* [PATCH] mm: rearrange exit_mmap() to unlock before arch_exit_mmap
@ 2009-02-09 17:29 Lee Schermerhorn
2009-02-10 21:31 ` Andrew Morton
0 siblings, 1 reply; 3+ messages in thread
From: Lee Schermerhorn @ 2009-02-09 17:29 UTC (permalink / raw)
To: linux-kernel, stable, Andrew Morton
Cc: Jeremy Fitzhardinge, Keir Fraser, Christophe Saout,
Alex Williamson, Nick Piggin
From: Jeremy Fitzhardinge <jeremy@goop.org>
Subject: mm: rearrange exit_mmap() to unlock before arch_exit_mmap
Applicable to 29-rc4 and 28-stable
Christophe Saout reported [in precursor to:
http://marc.info/?l=linux-kernel&m=123209902707347&w=4]:
> Note that I also some a different issue with CONFIG_UNEVICTABLE_LRU.
> Seems like Xen tears down current->mm early on process termination, so
> that __get_user_pages in exit_mmap causes nasty messages when the
> process had any mlocked pages. (in fact, it somehow manages to get into
> the swapping code and produces a null pointer dereference trying to get
> a swap token)
Jeremy explained:
Yes. In the normal case under Xen, an in-use pagetable is "pinned",
meaning that it is RO to the kernel, and all updates must go via
hypercall (or writes are trapped and emulated, which is much the same
thing). An unpinned pagetable is not currently in use by any process,
and can be directly accessed as normal RW pages.

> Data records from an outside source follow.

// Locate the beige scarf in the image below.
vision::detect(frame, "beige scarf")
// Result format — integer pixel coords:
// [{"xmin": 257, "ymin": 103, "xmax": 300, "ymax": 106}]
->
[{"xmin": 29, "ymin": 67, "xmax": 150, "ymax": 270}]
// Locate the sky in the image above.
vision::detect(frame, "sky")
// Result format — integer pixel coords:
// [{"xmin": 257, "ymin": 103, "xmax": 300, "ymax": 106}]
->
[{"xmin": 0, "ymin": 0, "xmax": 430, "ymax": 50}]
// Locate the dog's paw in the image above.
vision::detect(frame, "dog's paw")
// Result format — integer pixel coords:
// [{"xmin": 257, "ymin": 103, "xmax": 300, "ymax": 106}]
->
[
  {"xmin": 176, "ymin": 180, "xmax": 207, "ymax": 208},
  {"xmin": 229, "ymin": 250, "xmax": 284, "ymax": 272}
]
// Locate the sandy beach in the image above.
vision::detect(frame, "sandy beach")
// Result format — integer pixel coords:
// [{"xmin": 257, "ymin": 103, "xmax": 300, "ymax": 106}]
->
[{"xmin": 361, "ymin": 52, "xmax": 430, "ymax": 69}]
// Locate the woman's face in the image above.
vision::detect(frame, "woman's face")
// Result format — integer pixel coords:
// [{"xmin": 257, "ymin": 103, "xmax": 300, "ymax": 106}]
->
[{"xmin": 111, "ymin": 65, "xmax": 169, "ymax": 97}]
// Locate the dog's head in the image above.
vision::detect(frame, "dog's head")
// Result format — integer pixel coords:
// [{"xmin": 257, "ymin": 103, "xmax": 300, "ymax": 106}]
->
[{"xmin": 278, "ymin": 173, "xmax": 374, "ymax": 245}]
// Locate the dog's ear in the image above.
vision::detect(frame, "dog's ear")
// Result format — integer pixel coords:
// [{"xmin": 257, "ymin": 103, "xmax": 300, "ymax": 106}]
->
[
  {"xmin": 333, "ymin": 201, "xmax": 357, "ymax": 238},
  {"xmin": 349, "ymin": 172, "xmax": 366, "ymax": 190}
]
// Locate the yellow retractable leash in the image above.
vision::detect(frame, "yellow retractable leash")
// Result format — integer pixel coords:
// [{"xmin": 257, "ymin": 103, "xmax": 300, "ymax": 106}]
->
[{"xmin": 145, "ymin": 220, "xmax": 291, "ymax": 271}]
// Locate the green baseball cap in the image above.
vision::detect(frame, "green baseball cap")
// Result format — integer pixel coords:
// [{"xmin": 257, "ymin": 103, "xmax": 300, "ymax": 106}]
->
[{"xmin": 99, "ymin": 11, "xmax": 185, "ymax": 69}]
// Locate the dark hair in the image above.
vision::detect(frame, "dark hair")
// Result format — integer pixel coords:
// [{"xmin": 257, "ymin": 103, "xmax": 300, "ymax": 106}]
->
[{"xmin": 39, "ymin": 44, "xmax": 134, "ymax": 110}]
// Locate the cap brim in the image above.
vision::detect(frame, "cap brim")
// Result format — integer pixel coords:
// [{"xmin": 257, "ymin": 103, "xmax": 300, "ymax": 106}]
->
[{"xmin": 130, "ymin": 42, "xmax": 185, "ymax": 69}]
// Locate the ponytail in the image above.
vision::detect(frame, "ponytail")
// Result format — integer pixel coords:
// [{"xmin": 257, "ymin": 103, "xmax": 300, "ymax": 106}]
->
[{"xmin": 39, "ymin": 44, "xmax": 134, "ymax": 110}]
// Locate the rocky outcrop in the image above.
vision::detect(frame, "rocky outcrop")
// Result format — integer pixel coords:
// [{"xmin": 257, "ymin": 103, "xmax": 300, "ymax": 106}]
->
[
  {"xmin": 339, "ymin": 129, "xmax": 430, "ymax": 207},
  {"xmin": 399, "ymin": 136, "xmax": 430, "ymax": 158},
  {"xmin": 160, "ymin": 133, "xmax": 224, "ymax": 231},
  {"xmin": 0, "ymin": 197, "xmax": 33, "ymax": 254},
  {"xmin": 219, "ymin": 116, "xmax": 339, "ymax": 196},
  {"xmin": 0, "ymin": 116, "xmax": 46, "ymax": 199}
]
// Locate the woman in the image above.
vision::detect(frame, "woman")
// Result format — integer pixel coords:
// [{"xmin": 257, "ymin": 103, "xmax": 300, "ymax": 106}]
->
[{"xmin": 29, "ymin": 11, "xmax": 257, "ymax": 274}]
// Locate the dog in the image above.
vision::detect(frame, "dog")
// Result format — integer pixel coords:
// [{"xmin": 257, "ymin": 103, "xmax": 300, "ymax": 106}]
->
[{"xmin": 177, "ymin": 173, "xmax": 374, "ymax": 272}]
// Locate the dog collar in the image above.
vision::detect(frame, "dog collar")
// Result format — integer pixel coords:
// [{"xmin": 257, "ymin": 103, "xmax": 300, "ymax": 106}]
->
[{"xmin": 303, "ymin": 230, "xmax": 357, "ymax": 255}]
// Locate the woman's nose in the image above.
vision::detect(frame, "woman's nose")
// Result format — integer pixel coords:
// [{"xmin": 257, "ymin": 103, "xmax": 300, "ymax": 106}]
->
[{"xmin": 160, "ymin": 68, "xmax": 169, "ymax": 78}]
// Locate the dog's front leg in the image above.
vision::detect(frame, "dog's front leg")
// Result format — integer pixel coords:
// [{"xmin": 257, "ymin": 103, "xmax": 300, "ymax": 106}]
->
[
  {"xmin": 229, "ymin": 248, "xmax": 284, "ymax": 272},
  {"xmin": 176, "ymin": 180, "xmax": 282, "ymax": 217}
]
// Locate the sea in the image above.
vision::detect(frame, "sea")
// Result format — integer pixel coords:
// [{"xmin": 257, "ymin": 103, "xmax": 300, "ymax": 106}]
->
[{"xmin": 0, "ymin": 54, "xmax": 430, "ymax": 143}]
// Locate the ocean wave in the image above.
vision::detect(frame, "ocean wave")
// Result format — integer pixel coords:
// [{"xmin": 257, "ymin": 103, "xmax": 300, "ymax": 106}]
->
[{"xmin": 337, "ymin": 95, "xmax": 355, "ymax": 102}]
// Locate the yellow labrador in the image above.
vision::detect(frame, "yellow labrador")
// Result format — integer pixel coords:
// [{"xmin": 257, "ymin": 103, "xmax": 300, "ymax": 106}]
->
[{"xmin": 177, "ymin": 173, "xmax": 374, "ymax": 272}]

As an optimisation at process exit time, we unpin the pagetable as early
as possible (switching the process to init_mm), so that all the normal
pagetable teardown can happen with direct memory accesses.
This happens in exit_mmap() -> arch_exit_mmap(). The munlocking happens
a few lines below. The obvious thing to do would be to move
arch_exit_mmap() to below the munlock code, but I think we'd want to
call it even if mm->mmap is NULL, just to be on the safe side.
Thus, this patch:
exit_mmap() needs to unlock any locked vmas before calling
arch_exit_mmap, as the latter may switch the current mm to init_mm,
which would cause the former to fail.
Signed-off-by: Jeremy Fitzhardinge <jeremy.fitzhardinge@citrix.com>
Acked-by: Lee Schermerhorn <lee.schermerhorn@hp.com>
---
mm/mmap.c | 10 ++++++----
1 file changed, 6 insertions(+), 4 deletions(-)

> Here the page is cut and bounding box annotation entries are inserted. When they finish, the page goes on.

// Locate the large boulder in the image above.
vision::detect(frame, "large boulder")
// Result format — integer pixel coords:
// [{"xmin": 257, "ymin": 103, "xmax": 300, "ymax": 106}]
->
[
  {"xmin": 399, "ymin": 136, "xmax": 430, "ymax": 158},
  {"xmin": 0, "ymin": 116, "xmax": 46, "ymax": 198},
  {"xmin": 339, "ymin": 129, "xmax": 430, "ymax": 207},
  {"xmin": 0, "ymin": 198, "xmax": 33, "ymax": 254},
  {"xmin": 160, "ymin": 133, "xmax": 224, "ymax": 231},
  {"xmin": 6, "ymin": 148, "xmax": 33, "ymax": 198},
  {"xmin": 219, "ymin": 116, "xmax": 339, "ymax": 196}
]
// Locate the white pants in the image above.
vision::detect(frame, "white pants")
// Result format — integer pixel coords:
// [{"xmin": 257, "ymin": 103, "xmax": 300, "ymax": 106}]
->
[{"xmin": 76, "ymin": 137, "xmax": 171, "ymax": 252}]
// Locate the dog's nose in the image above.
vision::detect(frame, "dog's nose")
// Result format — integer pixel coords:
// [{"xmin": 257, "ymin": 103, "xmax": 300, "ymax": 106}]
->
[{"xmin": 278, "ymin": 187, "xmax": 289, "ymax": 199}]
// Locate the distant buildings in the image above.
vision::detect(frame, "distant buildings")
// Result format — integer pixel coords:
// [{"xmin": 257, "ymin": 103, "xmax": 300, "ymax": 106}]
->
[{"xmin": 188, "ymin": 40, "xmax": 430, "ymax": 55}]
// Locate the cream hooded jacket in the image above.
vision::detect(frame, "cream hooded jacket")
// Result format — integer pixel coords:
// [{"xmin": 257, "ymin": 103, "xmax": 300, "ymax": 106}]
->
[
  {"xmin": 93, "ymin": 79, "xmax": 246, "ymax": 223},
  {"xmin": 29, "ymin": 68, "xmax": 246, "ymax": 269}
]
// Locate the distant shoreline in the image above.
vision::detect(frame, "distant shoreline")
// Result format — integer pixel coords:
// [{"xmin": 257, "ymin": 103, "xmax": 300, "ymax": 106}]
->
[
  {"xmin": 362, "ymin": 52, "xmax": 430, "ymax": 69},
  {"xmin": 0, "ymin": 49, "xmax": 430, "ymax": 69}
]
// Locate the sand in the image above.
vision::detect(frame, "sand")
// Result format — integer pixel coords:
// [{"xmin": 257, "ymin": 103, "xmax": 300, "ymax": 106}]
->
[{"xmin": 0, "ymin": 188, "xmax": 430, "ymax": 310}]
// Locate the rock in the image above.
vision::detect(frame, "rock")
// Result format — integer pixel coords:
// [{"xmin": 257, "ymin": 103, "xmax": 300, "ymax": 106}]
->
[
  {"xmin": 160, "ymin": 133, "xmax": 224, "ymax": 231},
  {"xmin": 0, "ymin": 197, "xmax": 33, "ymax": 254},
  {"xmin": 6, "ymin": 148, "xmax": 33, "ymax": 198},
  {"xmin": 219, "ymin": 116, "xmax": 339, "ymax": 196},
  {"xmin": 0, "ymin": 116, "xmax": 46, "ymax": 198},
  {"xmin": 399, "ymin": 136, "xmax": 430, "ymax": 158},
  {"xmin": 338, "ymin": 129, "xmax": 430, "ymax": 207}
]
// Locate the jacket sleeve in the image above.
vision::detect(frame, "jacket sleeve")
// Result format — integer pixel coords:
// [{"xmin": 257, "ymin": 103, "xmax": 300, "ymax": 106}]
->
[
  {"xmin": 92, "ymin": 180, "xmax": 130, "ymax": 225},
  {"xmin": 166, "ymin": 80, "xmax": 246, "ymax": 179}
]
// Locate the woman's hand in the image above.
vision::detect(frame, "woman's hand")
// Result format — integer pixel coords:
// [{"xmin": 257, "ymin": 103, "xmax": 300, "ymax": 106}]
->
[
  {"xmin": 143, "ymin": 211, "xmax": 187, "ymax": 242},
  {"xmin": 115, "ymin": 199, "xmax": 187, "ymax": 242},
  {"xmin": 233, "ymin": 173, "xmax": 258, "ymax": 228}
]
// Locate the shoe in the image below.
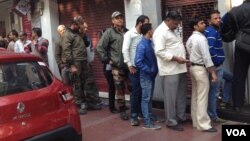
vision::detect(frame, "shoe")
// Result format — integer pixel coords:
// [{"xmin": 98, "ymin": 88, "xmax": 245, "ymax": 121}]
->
[
  {"xmin": 109, "ymin": 108, "xmax": 119, "ymax": 114},
  {"xmin": 234, "ymin": 107, "xmax": 241, "ymax": 113},
  {"xmin": 203, "ymin": 127, "xmax": 217, "ymax": 132},
  {"xmin": 166, "ymin": 124, "xmax": 184, "ymax": 131},
  {"xmin": 88, "ymin": 103, "xmax": 102, "ymax": 110},
  {"xmin": 78, "ymin": 108, "xmax": 87, "ymax": 115},
  {"xmin": 142, "ymin": 123, "xmax": 161, "ymax": 130},
  {"xmin": 212, "ymin": 117, "xmax": 227, "ymax": 123},
  {"xmin": 150, "ymin": 116, "xmax": 165, "ymax": 123},
  {"xmin": 130, "ymin": 118, "xmax": 140, "ymax": 126},
  {"xmin": 177, "ymin": 119, "xmax": 192, "ymax": 124},
  {"xmin": 137, "ymin": 114, "xmax": 143, "ymax": 120},
  {"xmin": 120, "ymin": 111, "xmax": 128, "ymax": 120}
]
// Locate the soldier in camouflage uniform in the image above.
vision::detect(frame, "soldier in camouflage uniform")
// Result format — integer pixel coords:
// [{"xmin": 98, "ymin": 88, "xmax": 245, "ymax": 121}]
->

===================================================================
--- a/mm/mmap.c
+++ b/mm/mmap.c
@@ -2078,12 +2078,8 @@
unsigned long end;
/* mm's last user has gone, and its about to be pulled down */
- arch_exit_mmap(mm);
mmu_notifier_release(mm);
- if (!mm->mmap) /* Can happen if dup_mmap() received an OOM */
- return;
-
if (mm->locked_vm) {
vma = mm->mmap;
while (vma) {
@@ -2092,7 +2088,13 @@
vma = vma->vm_next;
}
}
+
+ arch_exit_mmap(mm);
+
vma = mm->mmap;
+ if (!vma) /* Can happen if dup_mmap() received an OOM */
+ return;
+
lru_add_drain();
flush_cache_mm(mm);
tlb = tlb_gather_mmu(mm, 1);
^ permalink raw reply [flat|nested] 3+ messages in thread
* Re: [PATCH] mm: rearrange exit_mmap() to unlock before arch_exit_mmap
2009-02-09 17:29 [PATCH] mm: rearrange exit_mmap() to unlock before arch_exit_mmap Lee Schermerhorn
@ 2009-02-10 21:31 ` Andrew Morton
2009-02-10 21:45 ` Lee Schermerhorn
0 siblings, 1 reply; 3+ messages in thread
From: Andrew Morton @ 2009-02-10 21:31 UTC (permalink / raw)
To: Lee Schermerhorn
Cc: linux-kernel, stable, jeremy, keir.fraser, christophe,
alex.williamson, npiggin
On Mon, 09 Feb 2009 12:29:48 -0500
Lee Schermerhorn <Lee.Schermerhorn@hp.com> wrote:
> From: Jeremy Fitzhardinge <jeremy@goop.org>
>
> Subject: mm: rearrange exit_mmap() to unlock before arch_exit_mmap
>
> Applicable to 29-rc4 and 28-stable
>
> Christophe Saout reported [in precursor to:
> http://marc.info/?l=linux-kernel&m=123209902707347&w=4]:
>
> > Note that I also some a different issue with CONFIG_UNEVICTABLE_LRU.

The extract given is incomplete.